Janji perangkat desa diangkat menjadi PNS disampaikan Jokowi bersama Jusuf Kalla dalam konferensi pers di Bandung, Jabar, 3 Juli 2014 atau enam hari menjelang Pemilihan Presiden (Pilpres) 2014. Saat itu, sebagai calon presiden-wakil presiden, Jokowi-JK berjanji untuk menyejahterakan desa dengan mengalokasikan dana rata-rata Rp 1,4 miliar per desa per tahun, dan mengangkat para perangkat desa menjadi ASN.
Tak kunjung ditepati, pada 24 Oktober 2017 puluhan ribu perangkat desa menggelar aksi unjuk rasa di depan Istana Negara, Jakarta. Namun, tuntutan agar mereka diangkat menjadi ASN hingga kini masih “zonk” alias nihil.
Apa yang dilakukan Presiden Jokowi, yakni ingkar janji untuk mengangkat perangkat desa menjadi ASN, dan menghentikan DD gara-gara pandemi Covid-19 adalah pengingkaran terhadap janji kampanyenya sendiri yang terumuskan dalam Nawacita.
Cita ke-3 dari Nawacita adalah, “Membangun Indonesia dari pinggiran dengan memperkuat daerah-daerah dan desa dalam kerangka negara kesatuan”.
Kalau memang mau membangun Indonesia dari pinggiran, mengapa DD harus dihentikan?
Apakah dengan adanya pandemi Covid-19 lalu aktivitas dan kehidupan masyarakat desa akan berhenti? Tentu tidak! Semua harus terus berjalan. Roda kehidupan desa harus terus berputar. Pemerintahan desa juga harus tetap berjalan.
Tapi bagaimana kehidupan masyarakat desa mau berjalan bila DD dihentikan? Di tengah pandemi Covid-19, kehidupan dan aktivitas masyarakat desa seharusnya mendapatkan penanganan spesifik. Masyarakat justru harus semakin produktif. Kalau sebelumnya bisa santai-santai, sekarang tidak. Mereka harus melipatgandakan pekerjaan.

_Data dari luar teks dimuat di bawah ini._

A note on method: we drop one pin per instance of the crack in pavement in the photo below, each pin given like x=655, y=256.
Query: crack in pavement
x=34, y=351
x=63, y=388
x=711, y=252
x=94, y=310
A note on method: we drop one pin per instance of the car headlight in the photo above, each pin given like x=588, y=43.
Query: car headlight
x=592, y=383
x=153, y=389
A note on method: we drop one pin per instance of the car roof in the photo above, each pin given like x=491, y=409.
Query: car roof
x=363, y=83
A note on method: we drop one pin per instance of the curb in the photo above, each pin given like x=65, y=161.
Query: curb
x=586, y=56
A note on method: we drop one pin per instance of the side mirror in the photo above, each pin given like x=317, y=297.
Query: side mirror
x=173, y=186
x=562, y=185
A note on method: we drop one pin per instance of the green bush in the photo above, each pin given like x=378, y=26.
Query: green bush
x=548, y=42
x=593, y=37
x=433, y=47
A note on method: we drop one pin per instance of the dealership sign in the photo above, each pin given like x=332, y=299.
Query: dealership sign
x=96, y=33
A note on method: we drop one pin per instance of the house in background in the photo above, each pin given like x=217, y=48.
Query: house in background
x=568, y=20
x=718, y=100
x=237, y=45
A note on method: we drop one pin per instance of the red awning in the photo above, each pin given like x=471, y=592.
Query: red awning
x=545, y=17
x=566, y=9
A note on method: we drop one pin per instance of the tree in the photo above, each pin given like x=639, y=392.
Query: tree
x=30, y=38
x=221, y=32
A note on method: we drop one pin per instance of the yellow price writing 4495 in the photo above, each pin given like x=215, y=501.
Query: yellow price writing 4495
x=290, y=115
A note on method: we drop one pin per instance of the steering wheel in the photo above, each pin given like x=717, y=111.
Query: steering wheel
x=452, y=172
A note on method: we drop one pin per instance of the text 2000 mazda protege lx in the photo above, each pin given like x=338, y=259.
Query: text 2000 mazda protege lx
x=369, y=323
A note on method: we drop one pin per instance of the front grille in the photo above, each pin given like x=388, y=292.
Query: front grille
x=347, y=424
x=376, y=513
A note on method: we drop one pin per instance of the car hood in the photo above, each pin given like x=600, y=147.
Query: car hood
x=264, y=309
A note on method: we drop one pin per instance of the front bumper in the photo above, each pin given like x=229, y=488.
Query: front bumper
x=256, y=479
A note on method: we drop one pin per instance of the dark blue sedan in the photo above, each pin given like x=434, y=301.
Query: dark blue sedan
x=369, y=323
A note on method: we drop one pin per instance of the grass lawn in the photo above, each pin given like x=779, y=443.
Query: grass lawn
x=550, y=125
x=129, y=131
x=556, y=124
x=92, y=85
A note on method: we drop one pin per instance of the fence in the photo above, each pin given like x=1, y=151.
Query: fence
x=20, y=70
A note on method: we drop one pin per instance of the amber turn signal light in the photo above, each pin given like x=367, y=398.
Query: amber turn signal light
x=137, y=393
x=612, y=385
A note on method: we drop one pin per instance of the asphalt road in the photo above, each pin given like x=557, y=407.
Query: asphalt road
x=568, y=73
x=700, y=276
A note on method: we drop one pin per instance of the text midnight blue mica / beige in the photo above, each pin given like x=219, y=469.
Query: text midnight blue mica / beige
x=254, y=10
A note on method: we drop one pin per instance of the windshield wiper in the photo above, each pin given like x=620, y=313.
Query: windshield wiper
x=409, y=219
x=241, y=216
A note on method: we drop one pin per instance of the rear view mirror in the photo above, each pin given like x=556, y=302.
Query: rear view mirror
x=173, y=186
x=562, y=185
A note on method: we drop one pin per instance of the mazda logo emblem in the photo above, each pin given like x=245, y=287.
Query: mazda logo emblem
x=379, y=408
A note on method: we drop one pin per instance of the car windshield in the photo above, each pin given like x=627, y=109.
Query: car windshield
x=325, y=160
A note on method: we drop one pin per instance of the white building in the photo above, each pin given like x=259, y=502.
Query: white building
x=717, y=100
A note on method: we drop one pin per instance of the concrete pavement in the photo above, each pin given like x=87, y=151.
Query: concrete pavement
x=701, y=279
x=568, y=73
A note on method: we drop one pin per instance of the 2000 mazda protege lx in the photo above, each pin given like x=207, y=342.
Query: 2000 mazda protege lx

Para Pak Hakim dan Bu Hakim di MK, kini nasib DD dan rakyat desa ada di palu yang akan kalian ketukkan.
Dr H Sumaryoto Padmodiningrat MM: Mantan Anggota DPR RI/Mantan Ketua Dewan Pembina Persatuan Perangkat Desa Republik Indonesia (PPD RI)/Chief Executive Officer Konsultan dan Survei Indonesia (KSI), Jakarta.